Poche ore e il Papa sarà a Milano. Ho visto questa sera Porta Garibaldi e la stazione Centrale più presidiate, ho ascoltato gli annunci di sicurezza in metropolitana per quanto accadrà nelle prossime ore, ho letto i comunicati della diocesi ambrosiana, la più grande del mondo. Mi è venuto in mente Marco Mignani, il pubblicitario – ora scomparso – che nel 1987 s’inventò lo slogan «Milano da bere» per l’amaro Ramazzotti. Era la città socialista non ancora finita nelle maglie di Mani Pulite, che declinava in chiave meneghina l’edonismo reaganiano di quegli anni.

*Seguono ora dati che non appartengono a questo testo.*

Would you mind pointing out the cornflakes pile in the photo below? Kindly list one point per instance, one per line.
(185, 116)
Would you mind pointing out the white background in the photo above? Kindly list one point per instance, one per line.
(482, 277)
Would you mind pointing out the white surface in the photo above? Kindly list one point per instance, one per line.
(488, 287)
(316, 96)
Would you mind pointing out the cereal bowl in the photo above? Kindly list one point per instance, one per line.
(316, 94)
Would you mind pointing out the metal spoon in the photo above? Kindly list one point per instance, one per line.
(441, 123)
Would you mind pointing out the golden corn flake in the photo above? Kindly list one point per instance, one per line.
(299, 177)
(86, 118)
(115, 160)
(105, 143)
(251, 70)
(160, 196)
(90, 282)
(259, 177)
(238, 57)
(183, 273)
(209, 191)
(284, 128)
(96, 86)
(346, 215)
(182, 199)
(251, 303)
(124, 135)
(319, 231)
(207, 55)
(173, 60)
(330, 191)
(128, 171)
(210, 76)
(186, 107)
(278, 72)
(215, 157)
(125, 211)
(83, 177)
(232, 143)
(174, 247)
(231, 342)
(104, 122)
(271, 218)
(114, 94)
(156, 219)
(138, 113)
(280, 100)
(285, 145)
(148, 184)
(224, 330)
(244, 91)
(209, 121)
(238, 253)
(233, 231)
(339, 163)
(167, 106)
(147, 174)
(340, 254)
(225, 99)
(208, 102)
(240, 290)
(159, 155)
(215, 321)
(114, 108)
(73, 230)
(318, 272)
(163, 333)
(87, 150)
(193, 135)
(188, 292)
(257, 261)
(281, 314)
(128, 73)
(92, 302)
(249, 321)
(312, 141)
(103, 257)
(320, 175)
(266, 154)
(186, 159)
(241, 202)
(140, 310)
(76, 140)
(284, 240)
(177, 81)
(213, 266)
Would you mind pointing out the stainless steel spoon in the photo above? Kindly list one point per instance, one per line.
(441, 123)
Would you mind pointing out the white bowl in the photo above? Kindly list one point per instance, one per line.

Adesso c’è un mondo diverso. Non ci sono più Craxi, Andreotti e Forlani (il Caf), ma montano il populismo trumpiano e la retorica pentastellata. C’è stato l’Expo, Milano vuole riscattarsi e ha le carte, anche se scivola sempre nella supponenza. A dire il vero c’è un deserto preoccupante di autorevolezza e Jorge Bergoglio sembra l’unico punto di riferimento rimasto per molti: è semplice, ha senso civico, è ciò che appare, non giudica, denuncia le contraddizioni di un mondo egoista e indifferente. Lo aspetta una Milano che ha sete, come tutto il nostro Paese (e non solo): perché non esiste – o è ridotta al lumicino – la classe dirigente (come in Europa, e non solo), perché siamo molto corrotti e rovinati dentro, nonostante ci sia una Italia bella e sana che silenziosamente lavora, è solidale, ha voglia di futuro ed è in grado di esprimere valori importanti come ha fatto l’altro giorno l’attore Flavio Insinna a “Cartabianca”. Ma è un’Italia che non potrà più essere quella degli yuppies. Francesco lo ricorda costantemente. Lo stile di vita, dopo la lunga crisi, va cambiato, sennò andremo a sbattere.

Qualcosa va modificato anche nel mondo cattolico. Ricordo che proprio dalla Milano da bere, con un’inchiesta del settimanale ciellino “Il sabato”, si accese nel 1988 una zuffa furibonda sulla figura di Giuseppe Lazzati, il rettore dell’Università Cattolica morto due anni prima: fu accusato di “neoprotestantesimo” (come se “protestante” fosse un insulto o una colpa) e di rappresentare l’espressione massima di catto-comunista che aprì con chissà quali logiche di complotto a marxisti e massoni nella nostra cultura. Dovette intervenire il cardinale Martini. Tra i quarantenni rampanti di Cl che alzavano il dito spiccava un tal Roberto Formigoni… Poi è andata come sappiamo. Curiose analogie con lo stile degli attuali rottweiler della dottrina, pronti a impallinare Francesco in qualsiasi circostanza (“non ha parlato di Dio”, “distruggerà la Chiesa”, “apre agli anglicani”, “strizza l’occhio ai divorziati”, “non condanna gli omosessuali”…).

Sarà un caso o in giro c’è una grande e preoccupante sete in tutti noi?